Entendue et vécue de cette manière au cours de ces réunions hebdomadires, la parole de Dieu prend l’effet d’un ferment dans la pâte. Elle fait fructifier de nouvelles possibilités de vivre mieux, de prier plus authentiquement et d’aimer davantage, bref de développer une charité inventive.

Ceci dit, la communauté Ecclésiale vivante atteste qui c’est désormais elle qui est le lieu de la présence vivante et actuelle du Ressuscité. C’est dans la parole et les gestes de cette communauté croyante et priante que se médiatisent la présence de Jésus et son offre de salut. C’est du dedans que se réalise son projet évangelique: l’être-ensemble, le vivre-ensemble de chrétiens. Ces communautés de foi sont, à ce niveau, une nouvelle famille, une nouvelle parenté aux liens plus forts que ceux d’une famille de sang, parce que fondés en Jésus-Christ. Elle renouvelle les relations humaines. Elle forge de nouvelles solidarités qui se traduisent en pratique dans une véritable marche collective vers des cieux nouveaux et une terre nouvelle.
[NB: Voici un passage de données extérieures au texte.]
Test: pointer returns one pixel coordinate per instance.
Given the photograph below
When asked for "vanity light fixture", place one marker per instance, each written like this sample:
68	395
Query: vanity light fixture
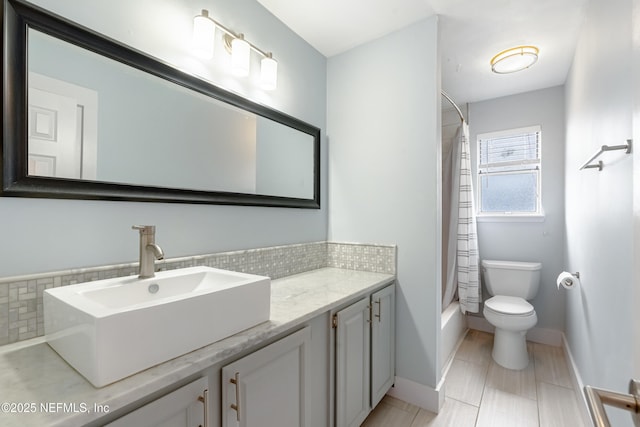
240	49
204	29
240	56
515	59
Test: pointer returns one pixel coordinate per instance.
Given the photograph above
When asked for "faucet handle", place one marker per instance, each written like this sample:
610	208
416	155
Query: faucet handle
144	229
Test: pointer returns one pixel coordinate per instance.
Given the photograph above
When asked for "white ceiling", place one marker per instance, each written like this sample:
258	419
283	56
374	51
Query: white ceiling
471	32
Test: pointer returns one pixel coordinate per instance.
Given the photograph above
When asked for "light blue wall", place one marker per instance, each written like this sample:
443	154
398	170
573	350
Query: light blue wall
530	241
383	132
599	205
47	235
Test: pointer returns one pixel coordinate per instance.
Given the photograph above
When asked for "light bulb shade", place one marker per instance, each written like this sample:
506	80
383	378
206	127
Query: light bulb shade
240	56
204	30
515	59
268	73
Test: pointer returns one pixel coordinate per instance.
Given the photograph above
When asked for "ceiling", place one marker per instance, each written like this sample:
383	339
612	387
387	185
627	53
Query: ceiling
471	33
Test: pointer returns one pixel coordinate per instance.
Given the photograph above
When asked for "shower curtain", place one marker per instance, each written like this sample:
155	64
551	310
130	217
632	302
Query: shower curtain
462	272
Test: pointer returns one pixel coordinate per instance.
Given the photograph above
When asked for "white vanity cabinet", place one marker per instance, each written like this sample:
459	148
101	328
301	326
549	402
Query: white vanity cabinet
383	343
364	355
269	387
184	407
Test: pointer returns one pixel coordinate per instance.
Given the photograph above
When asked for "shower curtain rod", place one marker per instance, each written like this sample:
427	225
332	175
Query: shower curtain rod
443	93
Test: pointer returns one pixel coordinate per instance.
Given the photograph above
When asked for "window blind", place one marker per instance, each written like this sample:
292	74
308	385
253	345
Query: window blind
511	150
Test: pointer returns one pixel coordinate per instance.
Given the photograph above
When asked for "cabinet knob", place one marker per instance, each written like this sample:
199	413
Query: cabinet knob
236	406
205	401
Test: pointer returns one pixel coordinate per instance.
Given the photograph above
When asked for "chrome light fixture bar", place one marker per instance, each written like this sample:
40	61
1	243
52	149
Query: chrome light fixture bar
515	59
240	48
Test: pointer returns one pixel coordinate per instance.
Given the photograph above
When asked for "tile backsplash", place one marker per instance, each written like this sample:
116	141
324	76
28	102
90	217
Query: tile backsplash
21	308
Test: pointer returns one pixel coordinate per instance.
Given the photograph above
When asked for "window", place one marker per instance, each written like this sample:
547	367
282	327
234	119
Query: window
509	172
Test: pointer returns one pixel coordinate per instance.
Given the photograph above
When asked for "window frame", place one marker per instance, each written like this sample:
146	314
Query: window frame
538	214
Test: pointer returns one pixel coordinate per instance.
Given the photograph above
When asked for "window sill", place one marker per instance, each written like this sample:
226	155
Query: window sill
510	218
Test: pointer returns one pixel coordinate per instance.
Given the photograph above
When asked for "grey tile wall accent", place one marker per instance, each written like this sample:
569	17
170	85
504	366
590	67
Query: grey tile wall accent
364	257
21	307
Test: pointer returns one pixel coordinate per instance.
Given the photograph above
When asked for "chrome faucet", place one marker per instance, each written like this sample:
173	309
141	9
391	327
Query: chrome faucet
149	250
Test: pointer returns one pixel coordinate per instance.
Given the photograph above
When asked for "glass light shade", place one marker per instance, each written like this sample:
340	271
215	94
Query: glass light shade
204	30
514	59
268	73
240	56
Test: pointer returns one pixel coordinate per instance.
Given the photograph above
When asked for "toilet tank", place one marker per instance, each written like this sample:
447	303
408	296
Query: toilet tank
512	278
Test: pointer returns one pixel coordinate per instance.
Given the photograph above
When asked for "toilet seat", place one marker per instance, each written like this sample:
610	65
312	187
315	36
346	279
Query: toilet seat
510	306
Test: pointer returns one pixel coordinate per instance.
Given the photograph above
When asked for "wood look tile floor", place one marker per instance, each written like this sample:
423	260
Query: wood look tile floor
481	393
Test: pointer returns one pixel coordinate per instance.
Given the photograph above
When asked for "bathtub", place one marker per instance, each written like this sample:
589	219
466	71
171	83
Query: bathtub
453	330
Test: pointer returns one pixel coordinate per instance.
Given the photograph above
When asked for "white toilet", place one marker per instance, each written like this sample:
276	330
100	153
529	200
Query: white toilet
511	284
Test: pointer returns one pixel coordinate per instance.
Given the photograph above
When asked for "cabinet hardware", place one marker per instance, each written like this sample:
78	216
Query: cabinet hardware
205	401
236	406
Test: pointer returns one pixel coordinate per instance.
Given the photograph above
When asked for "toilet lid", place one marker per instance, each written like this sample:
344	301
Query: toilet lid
514	306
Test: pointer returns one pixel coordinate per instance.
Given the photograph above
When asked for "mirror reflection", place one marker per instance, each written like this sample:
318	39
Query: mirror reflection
95	119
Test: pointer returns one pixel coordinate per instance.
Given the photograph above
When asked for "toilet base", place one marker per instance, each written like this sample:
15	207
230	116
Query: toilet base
510	349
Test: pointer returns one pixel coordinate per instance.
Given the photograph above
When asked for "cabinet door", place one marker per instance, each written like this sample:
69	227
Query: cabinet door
352	364
183	407
268	387
383	347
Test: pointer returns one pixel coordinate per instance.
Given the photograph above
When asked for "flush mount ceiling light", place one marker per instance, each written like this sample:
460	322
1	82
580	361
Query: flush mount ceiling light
240	49
515	59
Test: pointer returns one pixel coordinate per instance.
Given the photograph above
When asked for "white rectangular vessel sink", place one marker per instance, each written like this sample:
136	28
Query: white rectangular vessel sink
110	329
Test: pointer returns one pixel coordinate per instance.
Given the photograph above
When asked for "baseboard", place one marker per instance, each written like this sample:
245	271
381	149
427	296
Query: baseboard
576	380
540	335
418	394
[1] Ph. SANDER et L. TRENEL, Dictionnaire hébreu-français, Genève, Slaktine Reprints, 1982, 115-116.

[2] Ca chant est tiré de P. POUKOUTAe La Bible en terre africains. Quelle est la fécondité de la parole de Dieu?, Paris, Ed. de l'Atelier, 1999, p. 139.

[3] Ce schéma a été emprunté de F. MABUNDU, Lire la Bible en milieu populaire, Paris, Karthala, 2003, p. 326-327.

[4] C. BOFF, Théorie et pratique. La méthode des théologies de la libération, Paris, Cerf, 1990, p. 252.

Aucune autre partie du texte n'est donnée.